Truth: Studies have not shown specific foods related or linked directly to fertility or infertility. It is recommended that all people trying to become pregnant have a nutritious, well-balanced diet that is rich in iron, folic acid and other key micronutrients.

Minimizing alcohol and avoidance of second-hand and direct tobacco/marijuana use are known to improve a person’s fecundity. Consuming a daily, prenatal vitamin with 400 micrograms of folic acid is encouraged for people planning pregnancy.

Myth: Contraceptive medication causes infertility

Truth: Studies show that effective contraception does not affect fertility, and planned pregnancies have better outcomes. Most people who stop taking oral contraceptives resume their ovulatory cycles within the first month.

Pregnancy rates in the first year after stopping oral contraceptives or removing an implant or intrauterine device are about the same. Unintended pregnancies, particularly among those with chronic medical conditions and health problems, are more likely to experience poor pregnancy outcomes. Intentional pregnancy planning is optimal for both maternal and child health.

Myth: Irregular menstrual cycles are linked to infertility

Truth: While irregular menstrual cycles (when no hormonal contraceptive is being used) do not cause infertility, they can signal that the reproductive hormonal function is impaired.

Irregular menstrual cycles may signal that an individual is not ovulating or releasing an egg every month, or that the fertility window may be earlier or later than expected. People with irregular menstrual cycles, bleeding in between their cycles or absent menstrual cycles should see their primary care provider for further evaluation and assistance in predicting ovulation.

Myth: Regular menstrual cycles signal fertility

Truth: A regular menstrual cycle is a good indicator that a person is ovulating or releasing an egg every month in a predictable window, which can help rule out anovulatory infertility (infertility due to being unable to ovulate) as a cause of an opposite sex couple’s infertility.

Ovulatory dysfunction accounts for about 15 percent of infertility in females, meaning that it is only a minor factor contributing to infertility.

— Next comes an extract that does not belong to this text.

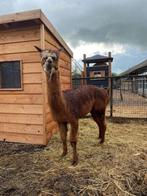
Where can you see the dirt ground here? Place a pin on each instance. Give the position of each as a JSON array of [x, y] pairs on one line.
[[132, 105], [118, 167]]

Myth: If you have given birth, it’s easy to get pregnant again

Truth: Being able to achieve one pregnancy often predicts future success, but it does not always guarantee it. Studies show that about 30 percent of infertility is secondary infertility – the inability to conceive or have a full-term pregnancy after previously conceiving spontaneously or without assistance. Numerous patients experience secondary infertility.

Myth: Stress leads to infertility

Truth: Infertility is a disease of the reproductive system and not the nervous system. Relaxation methods, such as meditation, can lead to improved mental and heart health. However, there is no evidence that relaxation itself can increase the chances of intentional pregnancy.